Under the title “Sahabat Watan” (A Homeland’s Cloud), the women gathering have conducted their union’s founding conference on September 11 in the village of Dabiq, the north-eastern countryside of Aleppo.
The event was attended by 115 women, some of whom are originally from the area, in addition to the ones displaced from other areas.
Thuraya al-Hadi, the director of the assembly, told Enab Baladi that it aims to change the reality of women in the Syrian society and advancing their active role in its revival.
The gathering will offer the targeted women vocational courses as to empower them in different fields, on top of which are sewing and hairdressing, in addition to other professions.
Thuraya spoke of the importance of organizations vocational training courses for Syrian women, starting from the idea that women have became breadwinners after they lost either a husband, a father or a son.
As a woman rights’ activist, she calls for the formation of similar assemblies and starting vocational projects that support their social role.
“The union will focus on social, educational and cultural activities, away from politics and militarization,” she added.
Ethnic and Area-Related Diversity
According to its director, the “Sahabat Watan” project is distinct for incubating women from the different social segments in the northern and eastern rural Aleppo; Arab, Kurdish and Turkmens chose to be part of the project, in addition to women from Idlib, Aleppo, Homs and Eastern Ghouta, which, as she put it, ensure that the voice of the Syrian women is heard in a greater manner.
For her turn, Fatima al-Hassan, the union’s spokeswomen, said that the founding conference focused on the necessity of allowing the women the freedom needed for them as to prove their active social role, telling Enab Baladi that the conference’s attendees pointed out to several problems and difficulties and demanded their right to education, qualification and work.
The number of widows in Syria is on the rise as a result of the war’s death toll, which put women face to face with many challenges, the most prominent of which is the need to fend for their children and families, which made them more liable to exploitation at the labor market that utilizes their energy for cheap wages.

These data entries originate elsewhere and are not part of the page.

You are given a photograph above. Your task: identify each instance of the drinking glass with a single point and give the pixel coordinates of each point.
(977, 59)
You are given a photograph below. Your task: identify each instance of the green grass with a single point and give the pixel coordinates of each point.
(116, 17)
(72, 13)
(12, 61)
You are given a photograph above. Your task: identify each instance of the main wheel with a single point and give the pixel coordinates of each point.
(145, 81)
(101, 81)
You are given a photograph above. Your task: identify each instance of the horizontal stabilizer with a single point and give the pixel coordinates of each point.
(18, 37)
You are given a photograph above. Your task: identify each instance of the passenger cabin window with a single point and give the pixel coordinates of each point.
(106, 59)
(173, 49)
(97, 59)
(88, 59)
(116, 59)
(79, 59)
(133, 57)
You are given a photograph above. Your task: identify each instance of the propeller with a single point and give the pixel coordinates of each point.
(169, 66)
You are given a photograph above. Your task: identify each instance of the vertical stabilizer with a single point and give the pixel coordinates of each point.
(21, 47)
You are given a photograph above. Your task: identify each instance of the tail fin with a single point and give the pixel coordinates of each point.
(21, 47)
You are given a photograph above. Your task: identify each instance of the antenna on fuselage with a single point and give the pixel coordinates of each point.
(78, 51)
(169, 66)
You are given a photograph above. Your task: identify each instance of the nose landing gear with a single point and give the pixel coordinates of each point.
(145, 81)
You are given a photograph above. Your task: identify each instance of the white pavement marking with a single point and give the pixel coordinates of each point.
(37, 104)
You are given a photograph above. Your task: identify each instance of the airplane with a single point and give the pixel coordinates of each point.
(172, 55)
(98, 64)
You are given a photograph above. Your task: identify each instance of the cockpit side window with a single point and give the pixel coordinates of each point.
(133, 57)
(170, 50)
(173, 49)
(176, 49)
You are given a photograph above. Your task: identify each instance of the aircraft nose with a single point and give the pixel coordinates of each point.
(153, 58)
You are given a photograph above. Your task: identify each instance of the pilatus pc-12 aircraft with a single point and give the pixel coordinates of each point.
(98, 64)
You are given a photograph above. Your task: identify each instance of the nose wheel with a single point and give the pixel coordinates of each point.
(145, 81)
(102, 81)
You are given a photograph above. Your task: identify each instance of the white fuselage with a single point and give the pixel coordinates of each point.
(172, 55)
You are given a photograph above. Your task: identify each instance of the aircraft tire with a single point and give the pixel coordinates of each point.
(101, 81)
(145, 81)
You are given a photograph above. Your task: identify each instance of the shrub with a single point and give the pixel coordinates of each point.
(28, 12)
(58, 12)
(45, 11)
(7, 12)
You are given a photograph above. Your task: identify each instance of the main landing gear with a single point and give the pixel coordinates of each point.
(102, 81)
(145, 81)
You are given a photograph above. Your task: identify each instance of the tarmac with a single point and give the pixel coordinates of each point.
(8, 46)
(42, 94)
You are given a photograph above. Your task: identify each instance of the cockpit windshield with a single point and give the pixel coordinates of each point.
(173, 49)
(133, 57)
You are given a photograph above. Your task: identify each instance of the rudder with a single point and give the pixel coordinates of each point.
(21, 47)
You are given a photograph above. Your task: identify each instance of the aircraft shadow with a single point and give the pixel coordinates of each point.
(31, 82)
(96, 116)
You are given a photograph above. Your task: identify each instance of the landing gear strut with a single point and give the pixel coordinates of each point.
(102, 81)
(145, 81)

The civil society organizations active in Northern Syria are seeking to organize many projects that target the rehabilitation of women both educationally and vocationally as to prepare them to be part of the developmental process and to sharpen their skills in a manner that equip them to get involved in the labor market, as well as generating economic opportunities that guarantee them a source of income.
The city of Maarrat al-Nu’man, Idlib governorate, hosted the founding conference of the “Syrian Women Gathering” in May 2017, in an attempt at bringing together the women-related organizations functioning in Northern Syria and unifying their efforts in the field of women support.
The conference then set a mechanism for an on-ground start, which was the need to move away from organizational representation of women alone, “for today we need to represent the whole society and to form an image of it,” according the “Syrian Women Gathering” ‘s conference’s statement.